Baryon Acoustic Oscillations in the Lyman-α Forest of High Redshift Quasars
- Author(s): Margala, Daniel
- Advisor(s): Kirkby, David
- et al.
One of the main goals of the third generation of the Sloan Digital Sky Survey (SDSS) Baryon Oscillation Spectroscopic Survey (BOSS) is to measure the baryon acoustic oscillation (BAO) scale in the Lyman-α forest from observations of high-redshift (z > 2) quasars. The transmitted flux fraction in the forest provides a measure of the neutral hydrogen density along the line of sight that can be used to infer the clustering of the underlying dark matter distribution. Measurements of the BAO scale constrain the expansion history of the universe and can be used to infer the characteristics of dark energy. During the period 2009-14, the BOSS observed ~ 150,000 (z > 2) quasars from a total sky area of 10,400 square degrees.

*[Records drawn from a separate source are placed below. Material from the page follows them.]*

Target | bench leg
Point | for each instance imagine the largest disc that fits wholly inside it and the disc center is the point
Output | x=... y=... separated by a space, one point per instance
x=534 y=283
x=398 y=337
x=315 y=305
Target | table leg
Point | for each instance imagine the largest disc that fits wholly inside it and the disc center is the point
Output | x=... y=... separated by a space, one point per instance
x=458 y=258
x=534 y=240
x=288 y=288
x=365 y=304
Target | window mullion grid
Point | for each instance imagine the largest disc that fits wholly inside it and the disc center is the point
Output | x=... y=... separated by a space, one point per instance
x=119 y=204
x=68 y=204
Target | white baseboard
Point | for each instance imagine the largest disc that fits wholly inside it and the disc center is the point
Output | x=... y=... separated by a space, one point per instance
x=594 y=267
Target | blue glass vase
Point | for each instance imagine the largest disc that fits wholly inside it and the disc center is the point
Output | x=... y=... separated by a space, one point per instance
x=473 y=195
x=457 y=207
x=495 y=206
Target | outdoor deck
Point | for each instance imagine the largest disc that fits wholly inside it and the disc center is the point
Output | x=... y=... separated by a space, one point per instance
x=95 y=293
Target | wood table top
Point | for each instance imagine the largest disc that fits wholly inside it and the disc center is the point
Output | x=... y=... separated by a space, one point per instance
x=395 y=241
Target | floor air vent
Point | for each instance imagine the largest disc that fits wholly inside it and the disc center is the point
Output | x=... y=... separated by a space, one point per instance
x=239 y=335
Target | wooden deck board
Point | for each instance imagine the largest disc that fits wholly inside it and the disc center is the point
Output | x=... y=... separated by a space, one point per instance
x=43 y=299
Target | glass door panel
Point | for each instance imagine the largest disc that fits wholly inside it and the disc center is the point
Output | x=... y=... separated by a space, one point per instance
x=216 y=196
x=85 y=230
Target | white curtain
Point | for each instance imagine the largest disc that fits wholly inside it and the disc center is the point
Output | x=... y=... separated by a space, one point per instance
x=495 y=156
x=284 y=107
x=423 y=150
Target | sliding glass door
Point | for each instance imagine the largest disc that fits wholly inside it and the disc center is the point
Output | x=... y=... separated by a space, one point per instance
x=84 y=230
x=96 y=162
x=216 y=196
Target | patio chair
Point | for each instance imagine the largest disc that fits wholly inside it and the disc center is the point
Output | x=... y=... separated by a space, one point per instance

I present a model for spectrophotometric calibration errors these observations of quasars and describe the correction procedure we have developed and applied to this sample. Calibration errors are primarily due to atmospheric differential refraction and guiding offsets during each exposure. The corrections potentially reduce the systematics for any studies of BOSS quasars, including the measurement of baryon acoustic oscillations using the Lyman-α forest. The model suggests that, on average, the observed quasar flux in BOSS is overestimated by ~ 19% at 3600 Å and underestimated by ~ 24% at 10,000 Å. In addition, a new method for simultaneously fitting a universal quasar continuum along with observing frame systematics is discussed. I also describe the sub-sampling method used to estimate the correlation function of the matter density tracer field and demonstrate this method using a new multithreaded software package designed to efficiently process pixel-pairs. The technique used to fit cosmological models to the estimated correlation function is summarized as well.
The BOSS BAO observations using the SDSS DR12 sample yield measurements of DH(z)/rd = 9.1 ± 0.3 and DM(z)/rd = 37.8 ± 2.1 at z = 2.34. These measurements represent a 1-2σ tension with the prediction from a flat ΛCDM model with Planck best-fit parameters.